British chemical engineers are falling behind their US counterparts in carrying out leading-edge work, according to a new method of analysing citations of papers. And it seems the research assessment exercise may be partly to blame.
The "citation footprint" technique, developed by Gilbert Shama, Klaus Hellgardt and Charles Oppenheim of Loughborough University, indicates that chemical engineering research in the UK continues to focus on narrowly defined traditional areas such as multiphase flow, standard separation processes, process control and distillation.
Dr Shama believes several factors are responsible for the UK sticking to tradition. "The RAE must be having an impact by strongly encouraging us to maintain a publication output strictly in our own field. It discourages us from broadening out, applying our knowledge and skill in fields such as biology, physics, medicine and biotechnology, as researchers in the US are doing." He also believes that a "certain amount of conservatism, vested interests," in chemical engineering departments has hampered the discipline's move into these other areas.
"Some people are, understandably, reluctant to let go of an area where they have made their names," he said, "but over the long term it could do a lot of damage to our discipline." By contrast, chemical engineering in the United States "appears to have reinvented itself".
Dr Shama, of Loughborough's chemical engineering department, said: "With globalisation of the industry, US chemical engineering academics have turned away from traditional, bedrock research topics and expanded into new areas such as tissue engineering, materials and biotechnology."

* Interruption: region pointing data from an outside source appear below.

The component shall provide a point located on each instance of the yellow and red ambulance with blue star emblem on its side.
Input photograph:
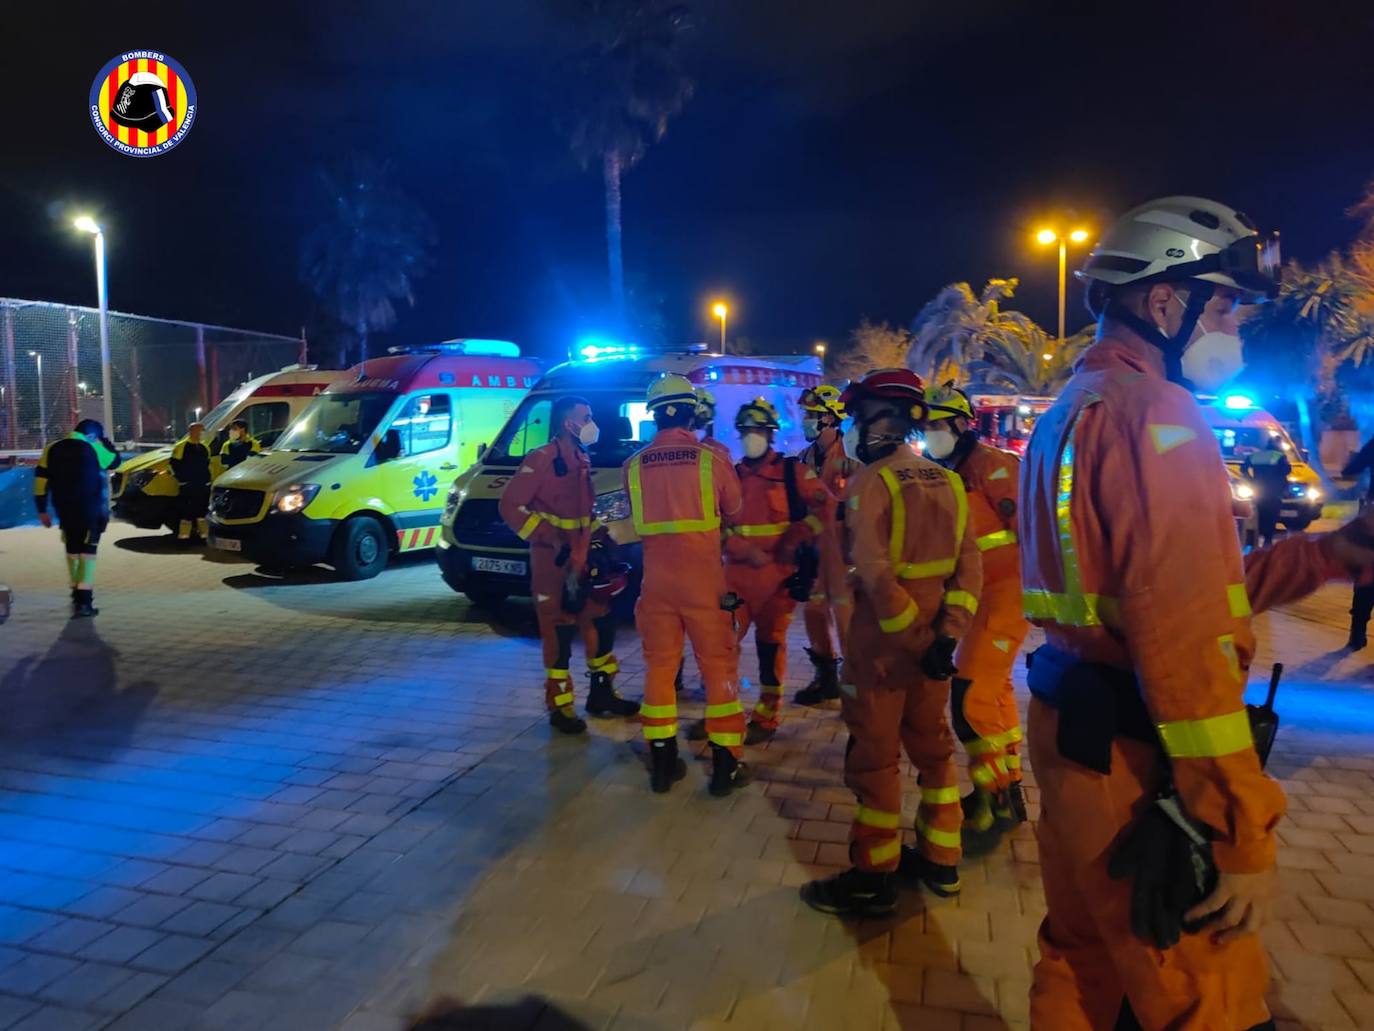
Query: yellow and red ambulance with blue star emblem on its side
(362, 475)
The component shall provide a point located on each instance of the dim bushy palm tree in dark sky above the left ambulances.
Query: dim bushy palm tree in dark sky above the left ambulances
(369, 248)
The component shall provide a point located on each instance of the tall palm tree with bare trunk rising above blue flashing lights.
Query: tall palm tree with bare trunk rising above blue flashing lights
(627, 85)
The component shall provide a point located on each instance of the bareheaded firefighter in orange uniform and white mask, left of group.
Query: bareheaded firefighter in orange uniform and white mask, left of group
(549, 504)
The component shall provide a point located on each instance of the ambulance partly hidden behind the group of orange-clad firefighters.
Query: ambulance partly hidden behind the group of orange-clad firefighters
(482, 557)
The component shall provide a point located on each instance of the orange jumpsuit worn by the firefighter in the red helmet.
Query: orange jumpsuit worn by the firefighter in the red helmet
(917, 577)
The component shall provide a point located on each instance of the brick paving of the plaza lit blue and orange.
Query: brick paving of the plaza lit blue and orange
(252, 803)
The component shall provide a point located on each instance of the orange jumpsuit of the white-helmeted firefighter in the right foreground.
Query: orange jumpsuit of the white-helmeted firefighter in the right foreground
(1131, 560)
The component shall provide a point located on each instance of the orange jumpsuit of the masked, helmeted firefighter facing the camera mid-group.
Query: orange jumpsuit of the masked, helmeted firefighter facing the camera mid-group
(765, 524)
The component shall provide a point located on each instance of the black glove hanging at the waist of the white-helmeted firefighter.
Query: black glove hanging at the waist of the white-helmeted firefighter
(1171, 868)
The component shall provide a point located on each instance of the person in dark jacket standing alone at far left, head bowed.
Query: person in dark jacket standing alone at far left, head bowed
(72, 479)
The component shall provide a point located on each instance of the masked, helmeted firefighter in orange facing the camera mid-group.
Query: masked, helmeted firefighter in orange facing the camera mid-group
(784, 509)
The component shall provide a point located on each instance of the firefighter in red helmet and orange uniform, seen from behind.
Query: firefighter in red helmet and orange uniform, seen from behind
(917, 582)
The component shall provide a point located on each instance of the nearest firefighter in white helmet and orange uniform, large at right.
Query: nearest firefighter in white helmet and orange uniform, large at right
(1133, 567)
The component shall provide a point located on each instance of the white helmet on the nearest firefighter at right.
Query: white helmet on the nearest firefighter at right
(1178, 239)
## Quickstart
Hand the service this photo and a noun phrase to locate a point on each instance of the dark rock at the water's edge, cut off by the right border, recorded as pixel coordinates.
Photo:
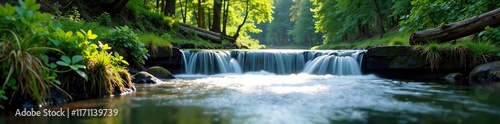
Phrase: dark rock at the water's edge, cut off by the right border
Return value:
(486, 73)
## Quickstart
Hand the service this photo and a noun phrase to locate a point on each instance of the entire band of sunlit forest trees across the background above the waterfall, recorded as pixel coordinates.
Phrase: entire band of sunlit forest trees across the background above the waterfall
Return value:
(275, 23)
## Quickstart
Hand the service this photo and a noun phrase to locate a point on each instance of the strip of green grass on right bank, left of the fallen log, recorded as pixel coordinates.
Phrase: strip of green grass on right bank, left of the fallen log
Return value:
(389, 39)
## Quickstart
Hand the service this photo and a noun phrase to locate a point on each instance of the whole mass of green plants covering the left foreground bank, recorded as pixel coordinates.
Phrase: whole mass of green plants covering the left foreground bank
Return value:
(30, 44)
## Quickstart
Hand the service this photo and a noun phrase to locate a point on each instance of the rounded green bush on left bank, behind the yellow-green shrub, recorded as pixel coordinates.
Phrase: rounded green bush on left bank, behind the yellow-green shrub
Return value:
(126, 42)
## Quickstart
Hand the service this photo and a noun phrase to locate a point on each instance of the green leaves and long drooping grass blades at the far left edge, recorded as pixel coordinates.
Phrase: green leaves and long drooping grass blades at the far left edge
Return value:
(22, 52)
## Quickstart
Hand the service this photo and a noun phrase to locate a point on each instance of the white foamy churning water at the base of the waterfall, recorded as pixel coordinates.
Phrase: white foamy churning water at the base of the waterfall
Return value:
(261, 97)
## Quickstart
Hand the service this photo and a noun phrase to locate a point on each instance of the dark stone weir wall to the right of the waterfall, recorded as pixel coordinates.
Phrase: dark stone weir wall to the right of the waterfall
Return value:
(402, 62)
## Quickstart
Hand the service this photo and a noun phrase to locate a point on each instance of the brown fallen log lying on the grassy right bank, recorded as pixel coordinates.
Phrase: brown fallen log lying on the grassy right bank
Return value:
(458, 29)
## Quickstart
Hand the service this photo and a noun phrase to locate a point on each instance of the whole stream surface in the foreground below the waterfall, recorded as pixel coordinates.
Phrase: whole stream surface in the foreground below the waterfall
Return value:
(260, 97)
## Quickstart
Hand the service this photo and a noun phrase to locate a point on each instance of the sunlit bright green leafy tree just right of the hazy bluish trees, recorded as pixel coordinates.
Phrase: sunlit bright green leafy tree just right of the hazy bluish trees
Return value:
(338, 18)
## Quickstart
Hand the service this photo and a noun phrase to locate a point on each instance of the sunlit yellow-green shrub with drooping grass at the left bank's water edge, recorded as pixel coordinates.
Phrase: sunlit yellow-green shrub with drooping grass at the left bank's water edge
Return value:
(105, 71)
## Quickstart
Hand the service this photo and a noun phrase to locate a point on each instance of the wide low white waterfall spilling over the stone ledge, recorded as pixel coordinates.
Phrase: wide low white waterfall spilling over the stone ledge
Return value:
(335, 62)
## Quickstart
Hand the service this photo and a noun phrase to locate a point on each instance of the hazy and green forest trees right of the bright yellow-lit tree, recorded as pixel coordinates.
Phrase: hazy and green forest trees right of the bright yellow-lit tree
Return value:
(315, 22)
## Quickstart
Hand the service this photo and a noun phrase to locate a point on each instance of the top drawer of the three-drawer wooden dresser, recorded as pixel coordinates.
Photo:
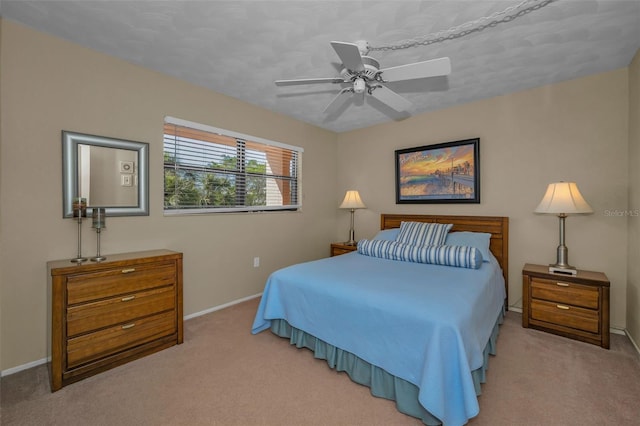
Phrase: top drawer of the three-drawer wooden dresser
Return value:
(124, 280)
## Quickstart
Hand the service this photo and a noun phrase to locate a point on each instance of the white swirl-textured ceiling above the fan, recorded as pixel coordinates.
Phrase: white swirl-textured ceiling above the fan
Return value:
(239, 48)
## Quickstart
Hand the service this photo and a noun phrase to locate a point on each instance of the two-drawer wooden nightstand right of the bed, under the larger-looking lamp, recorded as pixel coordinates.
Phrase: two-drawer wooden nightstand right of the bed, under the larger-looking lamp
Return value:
(573, 306)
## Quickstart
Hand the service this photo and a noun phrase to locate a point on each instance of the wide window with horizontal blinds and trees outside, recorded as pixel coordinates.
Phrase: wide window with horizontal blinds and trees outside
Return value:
(214, 170)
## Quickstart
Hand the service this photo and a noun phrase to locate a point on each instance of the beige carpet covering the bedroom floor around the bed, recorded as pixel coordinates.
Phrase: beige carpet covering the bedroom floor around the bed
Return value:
(223, 375)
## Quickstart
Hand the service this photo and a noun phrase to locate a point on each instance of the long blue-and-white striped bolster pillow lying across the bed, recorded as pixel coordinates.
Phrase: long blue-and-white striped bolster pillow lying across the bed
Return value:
(458, 256)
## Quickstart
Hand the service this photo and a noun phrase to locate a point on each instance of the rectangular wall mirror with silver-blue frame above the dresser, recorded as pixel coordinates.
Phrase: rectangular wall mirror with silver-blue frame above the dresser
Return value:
(109, 173)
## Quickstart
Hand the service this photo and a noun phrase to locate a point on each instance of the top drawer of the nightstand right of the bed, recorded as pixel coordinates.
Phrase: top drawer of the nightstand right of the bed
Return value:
(565, 293)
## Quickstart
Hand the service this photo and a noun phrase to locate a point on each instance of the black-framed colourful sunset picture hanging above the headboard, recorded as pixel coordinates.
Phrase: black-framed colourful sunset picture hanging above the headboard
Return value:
(442, 173)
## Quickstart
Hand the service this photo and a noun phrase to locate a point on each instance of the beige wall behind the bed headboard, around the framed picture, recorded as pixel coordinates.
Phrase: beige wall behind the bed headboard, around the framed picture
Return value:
(572, 131)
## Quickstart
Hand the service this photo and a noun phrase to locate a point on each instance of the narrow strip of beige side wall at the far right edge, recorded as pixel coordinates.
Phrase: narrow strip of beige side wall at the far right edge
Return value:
(633, 285)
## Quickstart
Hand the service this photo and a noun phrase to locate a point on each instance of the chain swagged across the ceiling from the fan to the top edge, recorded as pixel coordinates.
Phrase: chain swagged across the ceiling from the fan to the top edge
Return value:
(506, 15)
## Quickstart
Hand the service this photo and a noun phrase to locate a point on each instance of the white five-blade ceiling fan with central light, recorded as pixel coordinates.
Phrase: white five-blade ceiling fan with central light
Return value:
(362, 75)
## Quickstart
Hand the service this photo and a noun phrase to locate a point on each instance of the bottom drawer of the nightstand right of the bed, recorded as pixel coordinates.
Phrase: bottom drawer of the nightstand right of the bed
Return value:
(565, 315)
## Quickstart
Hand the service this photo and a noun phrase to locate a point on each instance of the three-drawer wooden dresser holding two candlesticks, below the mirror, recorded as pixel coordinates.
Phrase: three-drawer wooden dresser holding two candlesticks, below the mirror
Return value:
(104, 314)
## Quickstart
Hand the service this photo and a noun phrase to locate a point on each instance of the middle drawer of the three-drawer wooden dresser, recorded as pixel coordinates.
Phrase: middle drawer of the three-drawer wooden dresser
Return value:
(91, 316)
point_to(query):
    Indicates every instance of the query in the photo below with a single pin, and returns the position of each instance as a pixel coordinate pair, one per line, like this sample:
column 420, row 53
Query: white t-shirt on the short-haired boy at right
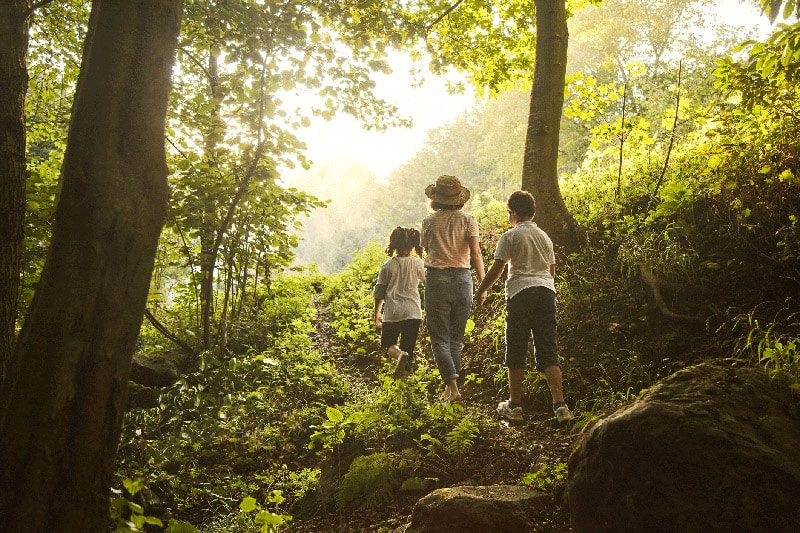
column 529, row 252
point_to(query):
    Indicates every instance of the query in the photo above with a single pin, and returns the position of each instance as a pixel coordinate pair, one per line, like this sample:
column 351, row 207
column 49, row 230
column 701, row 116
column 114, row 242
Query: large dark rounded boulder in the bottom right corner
column 715, row 447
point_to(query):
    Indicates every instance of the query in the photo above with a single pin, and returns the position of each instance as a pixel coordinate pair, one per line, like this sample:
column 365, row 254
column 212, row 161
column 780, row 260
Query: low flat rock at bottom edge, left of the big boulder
column 495, row 509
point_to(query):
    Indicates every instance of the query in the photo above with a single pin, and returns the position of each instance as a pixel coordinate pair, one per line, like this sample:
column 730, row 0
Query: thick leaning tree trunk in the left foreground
column 61, row 406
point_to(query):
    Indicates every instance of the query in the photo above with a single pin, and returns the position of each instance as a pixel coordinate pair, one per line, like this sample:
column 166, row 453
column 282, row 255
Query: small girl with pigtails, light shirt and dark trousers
column 398, row 311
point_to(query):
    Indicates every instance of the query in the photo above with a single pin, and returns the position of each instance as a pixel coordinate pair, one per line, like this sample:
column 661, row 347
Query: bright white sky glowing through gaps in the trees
column 348, row 159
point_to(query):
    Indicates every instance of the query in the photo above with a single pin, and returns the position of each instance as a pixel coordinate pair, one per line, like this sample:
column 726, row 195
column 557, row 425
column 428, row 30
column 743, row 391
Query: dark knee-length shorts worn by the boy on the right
column 532, row 313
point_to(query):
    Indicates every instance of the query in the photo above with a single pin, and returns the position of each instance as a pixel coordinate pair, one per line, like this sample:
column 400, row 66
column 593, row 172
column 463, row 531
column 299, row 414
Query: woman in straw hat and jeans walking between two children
column 450, row 238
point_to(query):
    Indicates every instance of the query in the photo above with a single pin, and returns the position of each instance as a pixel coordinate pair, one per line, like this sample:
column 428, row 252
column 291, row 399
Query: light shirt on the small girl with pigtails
column 402, row 277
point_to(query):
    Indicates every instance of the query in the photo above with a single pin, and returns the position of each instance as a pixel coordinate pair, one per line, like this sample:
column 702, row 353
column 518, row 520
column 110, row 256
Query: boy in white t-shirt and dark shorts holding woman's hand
column 530, row 304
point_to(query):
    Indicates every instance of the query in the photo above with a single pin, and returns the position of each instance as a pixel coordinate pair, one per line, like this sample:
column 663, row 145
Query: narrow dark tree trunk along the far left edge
column 14, row 25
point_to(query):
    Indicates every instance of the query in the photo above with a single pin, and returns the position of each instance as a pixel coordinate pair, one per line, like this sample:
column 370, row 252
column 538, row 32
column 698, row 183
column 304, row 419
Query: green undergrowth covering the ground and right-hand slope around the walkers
column 679, row 264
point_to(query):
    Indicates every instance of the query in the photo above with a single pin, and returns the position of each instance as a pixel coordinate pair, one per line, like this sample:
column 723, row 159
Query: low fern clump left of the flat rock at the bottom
column 370, row 479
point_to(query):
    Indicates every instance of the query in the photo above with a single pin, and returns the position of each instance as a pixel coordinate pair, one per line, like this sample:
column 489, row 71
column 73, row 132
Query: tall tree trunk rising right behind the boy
column 540, row 161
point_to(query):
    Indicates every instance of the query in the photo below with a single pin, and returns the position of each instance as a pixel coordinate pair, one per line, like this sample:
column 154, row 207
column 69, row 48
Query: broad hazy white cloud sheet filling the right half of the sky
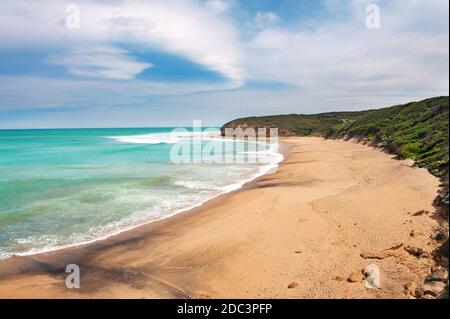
column 408, row 54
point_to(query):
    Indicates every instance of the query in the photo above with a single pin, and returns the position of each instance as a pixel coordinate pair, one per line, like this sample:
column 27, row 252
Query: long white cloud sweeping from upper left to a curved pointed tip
column 187, row 28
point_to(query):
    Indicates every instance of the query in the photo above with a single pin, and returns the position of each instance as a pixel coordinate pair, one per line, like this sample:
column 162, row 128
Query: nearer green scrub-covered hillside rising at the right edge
column 415, row 130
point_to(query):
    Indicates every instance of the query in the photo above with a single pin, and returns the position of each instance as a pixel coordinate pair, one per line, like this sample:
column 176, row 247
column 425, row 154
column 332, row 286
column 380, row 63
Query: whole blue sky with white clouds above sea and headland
column 132, row 63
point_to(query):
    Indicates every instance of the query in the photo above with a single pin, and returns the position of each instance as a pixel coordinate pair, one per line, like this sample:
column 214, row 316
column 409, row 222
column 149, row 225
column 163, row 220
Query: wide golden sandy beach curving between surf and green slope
column 332, row 208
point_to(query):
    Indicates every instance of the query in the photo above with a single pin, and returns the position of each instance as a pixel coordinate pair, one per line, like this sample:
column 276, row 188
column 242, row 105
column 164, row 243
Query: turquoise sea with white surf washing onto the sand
column 60, row 188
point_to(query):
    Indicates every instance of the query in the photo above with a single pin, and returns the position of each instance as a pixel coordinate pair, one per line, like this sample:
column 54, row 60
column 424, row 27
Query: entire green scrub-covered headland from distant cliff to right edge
column 417, row 130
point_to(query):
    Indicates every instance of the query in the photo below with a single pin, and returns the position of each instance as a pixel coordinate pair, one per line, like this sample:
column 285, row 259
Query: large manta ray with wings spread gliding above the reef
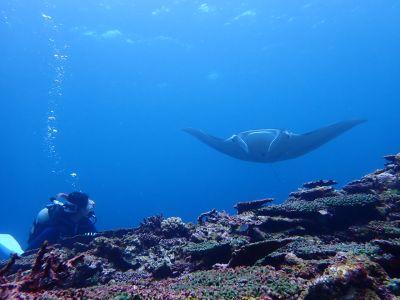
column 272, row 145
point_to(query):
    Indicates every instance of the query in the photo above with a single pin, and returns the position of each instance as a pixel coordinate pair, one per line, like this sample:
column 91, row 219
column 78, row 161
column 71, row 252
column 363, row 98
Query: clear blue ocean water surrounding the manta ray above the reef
column 94, row 95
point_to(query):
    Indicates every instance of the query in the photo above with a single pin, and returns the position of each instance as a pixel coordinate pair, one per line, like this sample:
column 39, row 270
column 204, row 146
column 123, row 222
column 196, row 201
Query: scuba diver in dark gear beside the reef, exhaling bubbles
column 69, row 215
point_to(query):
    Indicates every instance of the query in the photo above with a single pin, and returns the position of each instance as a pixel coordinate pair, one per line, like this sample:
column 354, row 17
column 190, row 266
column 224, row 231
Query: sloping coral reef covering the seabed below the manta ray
column 321, row 243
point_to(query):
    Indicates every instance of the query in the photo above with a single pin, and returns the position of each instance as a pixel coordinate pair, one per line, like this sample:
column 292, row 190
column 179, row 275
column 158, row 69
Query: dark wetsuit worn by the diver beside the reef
column 58, row 226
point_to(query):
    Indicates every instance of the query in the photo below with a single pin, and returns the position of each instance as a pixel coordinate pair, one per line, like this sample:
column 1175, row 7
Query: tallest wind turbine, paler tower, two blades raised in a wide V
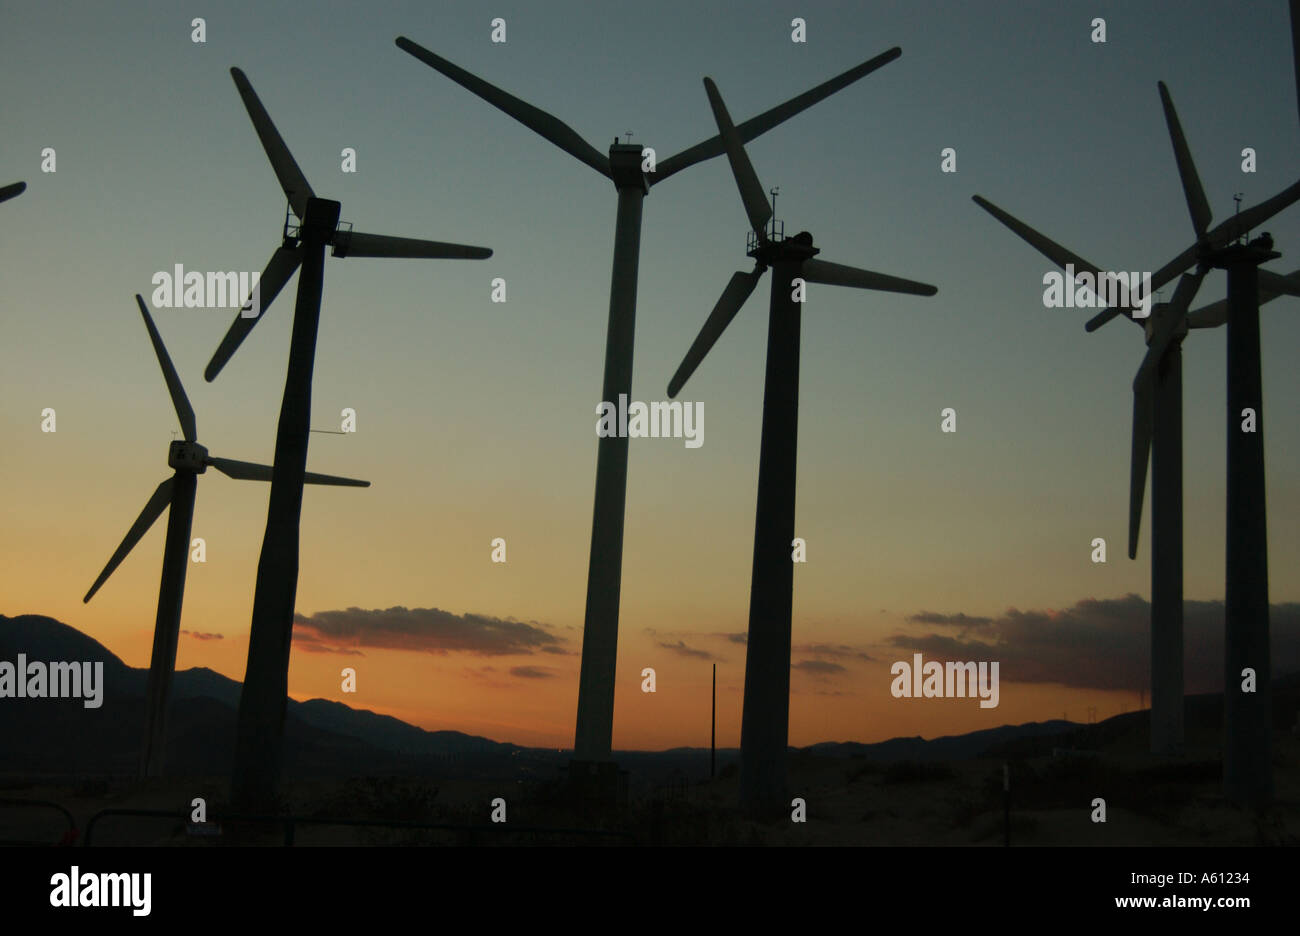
column 625, row 167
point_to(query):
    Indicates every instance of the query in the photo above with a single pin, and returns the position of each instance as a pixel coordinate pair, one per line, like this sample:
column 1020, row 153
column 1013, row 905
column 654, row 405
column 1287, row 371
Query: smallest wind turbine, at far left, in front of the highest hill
column 176, row 496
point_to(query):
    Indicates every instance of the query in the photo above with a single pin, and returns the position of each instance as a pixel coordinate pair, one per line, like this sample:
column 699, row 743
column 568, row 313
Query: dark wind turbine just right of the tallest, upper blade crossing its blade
column 765, row 723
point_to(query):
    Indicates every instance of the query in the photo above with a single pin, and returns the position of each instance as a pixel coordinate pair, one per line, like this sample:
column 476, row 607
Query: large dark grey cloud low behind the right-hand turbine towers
column 1104, row 644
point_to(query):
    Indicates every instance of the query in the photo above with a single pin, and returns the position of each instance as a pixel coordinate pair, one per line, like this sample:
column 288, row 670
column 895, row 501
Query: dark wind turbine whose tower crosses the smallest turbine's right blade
column 262, row 704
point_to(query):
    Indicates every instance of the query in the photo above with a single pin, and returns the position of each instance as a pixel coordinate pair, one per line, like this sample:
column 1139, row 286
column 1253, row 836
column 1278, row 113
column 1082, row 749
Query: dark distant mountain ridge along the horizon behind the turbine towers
column 331, row 739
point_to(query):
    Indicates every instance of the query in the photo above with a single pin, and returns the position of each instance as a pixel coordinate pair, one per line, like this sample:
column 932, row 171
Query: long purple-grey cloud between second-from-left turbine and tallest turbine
column 421, row 630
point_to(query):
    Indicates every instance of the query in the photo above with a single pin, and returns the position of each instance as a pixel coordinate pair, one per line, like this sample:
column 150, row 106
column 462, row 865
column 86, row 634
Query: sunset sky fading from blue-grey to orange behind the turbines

The citation footprint technique involved a comparison of leading researchers in seven of the top chemical engineering departments in the US and the UK. In the UK these are rated at 4 or above in the RAE.
Dr Shama stressed that the sample was small, but added: "We think the results do show strong differences in research bias between the UK and US. We plan to expand the study." The Loughborough team believes the "rigorous and sophisticated" technique, which uses a mixture of numerical and graphical analyses, can be applied to many other disciplines, allowing comparisons of the research paths taken by researchers, institutions and even countries, over time.